Later in the 1970s, things changed with the invention of the relational data model and the relational database management system (RDBMS) that imposed structure and a method for improving performance. Most importantly, the relational model added a level of abstraction so that it was easier for programmers to satisfy the growing business demands to extract value from data.
The relational model offered an ecosystem of tools from a large number of emerging software companies. It filled a growing need to help companies better organize their data and be able to compare transactions from one geography to another.
In addition, it helped business managers who wanted to be able to examine information such as inventory and compare it to customer order information for decision-making purposes. But a problem emerged from this exploding demand for answers: Storing this growing volume of data was expensive and accessing it was slow. Making matters worse, lots of data duplication existed, and the actual business value of that data was hard to measure.
When the volume of data that organizations needed to manage grew out of control, the data warehouse provided a solution. The data warehouse enabled the IT organization to select a subset of the data being stored so that it would be easier for the business to try to gain insights.
The data warehouse was intended to help companies deal with increasingly large amounts of structured data that they needed to be able to analyze by reducing the volume of the data to something smaller and more focused on a particular area of the business. It filled the need to separate operational decision support processing and decision support — for performance reasons.
Warehouses often store data from prior years for understanding organizational performance, identifying trends, and helping to expose patterns of behavior. It also provided an integrated source of information from across various data sources that could be used for analysis. Today, both content management systems and data warehouses are able to take advantage of improvements in scalability of hardware, virtualization technologies, and the ability to create integrated hardware and software systems.
Sometimes these data warehouses themselves were too complex and large and didn’t offer the speed and agility that the business required. The answer was a further refinement of the data being managed through data marts. These data marts were focused on specific business issues and supported the business need for speedy queries. The warehouse has evolved to support emerging technologies such as integrated systems and data appliances.
Data warehouses and data marts solved many problems for companies needing a consistent way to manage massive transactional data. But when it came to managing huge volumes of unstructured or semi-structured data, the warehouse was not able to evolve enough to meet changing demands.
To complicate matters, data warehouses are typically fed in batch intervals, usually weekly or daily. This is fine for planning, financial reporting, and traditional marketing campaigns, but is too slow for increasingly real-time business and consumer environments.

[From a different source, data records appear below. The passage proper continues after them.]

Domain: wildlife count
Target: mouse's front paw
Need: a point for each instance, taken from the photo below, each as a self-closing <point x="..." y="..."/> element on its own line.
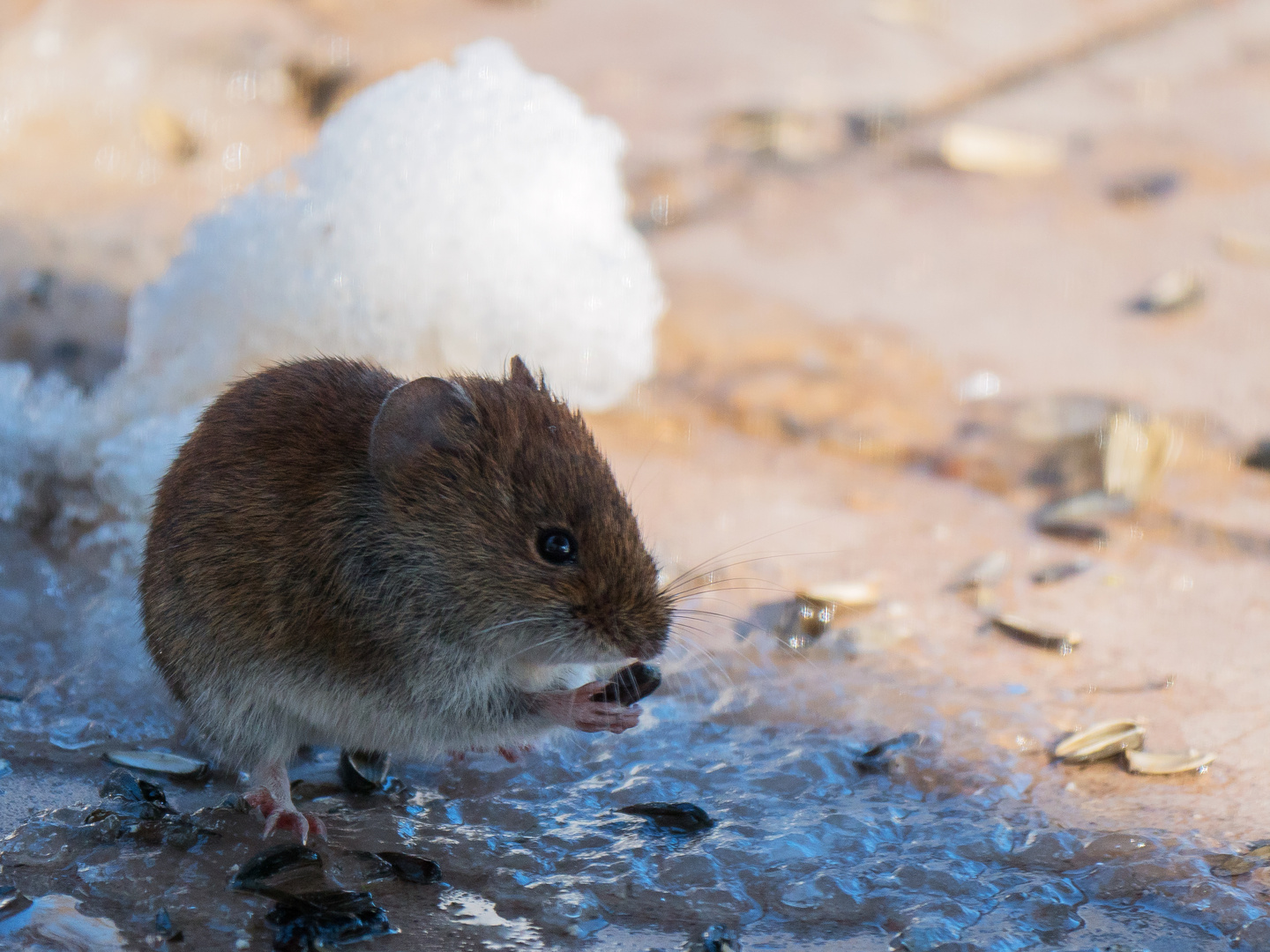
<point x="574" y="709"/>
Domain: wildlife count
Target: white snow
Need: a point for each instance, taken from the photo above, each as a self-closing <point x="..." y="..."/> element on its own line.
<point x="447" y="219"/>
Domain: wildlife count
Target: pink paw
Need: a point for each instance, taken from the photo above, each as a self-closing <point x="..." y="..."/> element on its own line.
<point x="285" y="816"/>
<point x="574" y="709"/>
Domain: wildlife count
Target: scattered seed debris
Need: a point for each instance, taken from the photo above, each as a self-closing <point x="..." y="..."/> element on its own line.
<point x="1142" y="762"/>
<point x="1143" y="187"/>
<point x="286" y="859"/>
<point x="1061" y="571"/>
<point x="879" y="758"/>
<point x="1036" y="635"/>
<point x="681" y="818"/>
<point x="158" y="762"/>
<point x="363" y="770"/>
<point x="1100" y="741"/>
<point x="1171" y="292"/>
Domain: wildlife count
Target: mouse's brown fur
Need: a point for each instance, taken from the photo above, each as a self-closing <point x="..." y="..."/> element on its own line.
<point x="308" y="583"/>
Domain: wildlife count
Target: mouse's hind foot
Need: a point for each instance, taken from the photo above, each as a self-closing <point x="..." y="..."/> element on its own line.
<point x="273" y="800"/>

How would companies be able to transform their traditional data management approaches to handle the expanding volume of unstructured data elements? The solution did not emerge overnight. As companies began to store unstructured data, vendors began to add capabilities such as BLOBs (binary large objects).
In essence, an unstructured data element would be stored in a relational database as one contiguous chunk of data. This object could be labeled but you couldn’t see what was inside that object. Clearly, this wasn’t going to solve changing customer or business needs.

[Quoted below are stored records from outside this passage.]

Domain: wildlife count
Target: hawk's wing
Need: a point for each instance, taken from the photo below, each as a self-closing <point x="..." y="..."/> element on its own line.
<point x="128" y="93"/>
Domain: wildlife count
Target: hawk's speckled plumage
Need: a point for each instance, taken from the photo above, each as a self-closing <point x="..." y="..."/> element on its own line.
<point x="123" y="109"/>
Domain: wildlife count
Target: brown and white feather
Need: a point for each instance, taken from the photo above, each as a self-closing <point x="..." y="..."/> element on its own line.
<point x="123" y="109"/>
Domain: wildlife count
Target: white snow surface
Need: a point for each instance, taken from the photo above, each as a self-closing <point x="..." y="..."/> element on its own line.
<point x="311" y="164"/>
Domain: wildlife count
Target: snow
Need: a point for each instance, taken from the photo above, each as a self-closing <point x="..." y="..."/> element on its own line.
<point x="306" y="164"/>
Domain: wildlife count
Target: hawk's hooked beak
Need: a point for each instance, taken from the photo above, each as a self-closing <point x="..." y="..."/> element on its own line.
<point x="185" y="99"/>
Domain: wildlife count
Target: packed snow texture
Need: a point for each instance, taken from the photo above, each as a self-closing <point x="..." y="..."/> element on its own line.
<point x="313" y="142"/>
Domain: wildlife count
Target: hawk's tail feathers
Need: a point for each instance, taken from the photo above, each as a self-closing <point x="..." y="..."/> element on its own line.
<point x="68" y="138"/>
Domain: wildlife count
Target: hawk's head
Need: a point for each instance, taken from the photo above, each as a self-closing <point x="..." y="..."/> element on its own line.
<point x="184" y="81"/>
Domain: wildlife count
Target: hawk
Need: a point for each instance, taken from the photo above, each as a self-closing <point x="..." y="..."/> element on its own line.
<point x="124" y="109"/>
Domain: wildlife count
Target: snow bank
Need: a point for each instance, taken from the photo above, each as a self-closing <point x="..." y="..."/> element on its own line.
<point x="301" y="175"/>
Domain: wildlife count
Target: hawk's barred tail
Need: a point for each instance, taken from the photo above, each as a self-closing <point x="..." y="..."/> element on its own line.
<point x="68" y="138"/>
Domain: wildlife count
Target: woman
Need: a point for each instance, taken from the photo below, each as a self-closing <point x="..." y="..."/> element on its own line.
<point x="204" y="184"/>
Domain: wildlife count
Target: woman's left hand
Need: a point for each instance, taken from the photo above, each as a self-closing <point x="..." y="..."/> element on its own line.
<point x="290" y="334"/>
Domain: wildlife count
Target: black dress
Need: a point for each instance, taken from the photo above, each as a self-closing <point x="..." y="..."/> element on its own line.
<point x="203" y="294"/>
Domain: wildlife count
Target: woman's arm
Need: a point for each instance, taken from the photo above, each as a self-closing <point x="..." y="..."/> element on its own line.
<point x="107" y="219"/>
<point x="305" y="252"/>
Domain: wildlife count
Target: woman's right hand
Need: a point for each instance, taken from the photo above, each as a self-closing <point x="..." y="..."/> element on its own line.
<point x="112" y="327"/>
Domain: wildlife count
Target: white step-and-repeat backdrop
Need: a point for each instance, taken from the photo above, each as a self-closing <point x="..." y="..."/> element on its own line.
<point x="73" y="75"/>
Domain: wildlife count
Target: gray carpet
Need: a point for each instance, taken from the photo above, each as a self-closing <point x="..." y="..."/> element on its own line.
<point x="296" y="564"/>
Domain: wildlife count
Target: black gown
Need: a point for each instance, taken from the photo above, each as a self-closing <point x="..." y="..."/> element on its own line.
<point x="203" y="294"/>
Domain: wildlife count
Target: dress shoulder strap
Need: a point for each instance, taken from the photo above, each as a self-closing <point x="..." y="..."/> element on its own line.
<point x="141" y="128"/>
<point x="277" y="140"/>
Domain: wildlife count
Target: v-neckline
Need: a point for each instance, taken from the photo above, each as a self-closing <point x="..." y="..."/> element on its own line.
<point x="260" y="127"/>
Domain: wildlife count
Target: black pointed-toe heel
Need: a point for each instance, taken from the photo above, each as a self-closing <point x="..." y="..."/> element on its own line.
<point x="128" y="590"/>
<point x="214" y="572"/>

Enter the object database management system (ODBMS). The object database stored the BLOB as an addressable set of pieces so that you could see what was in there. Unlike the BLOB, which was an independent unit appended to a traditional relational database, the object database provided a unified approach for dealing with unstructured data.
Object databases include a programming language and a structure for the data elements so that it is easier to manipulate various data objects without programming and complex joins. The object databases introduced a new level of innovation that helped lead to the second wave of data management.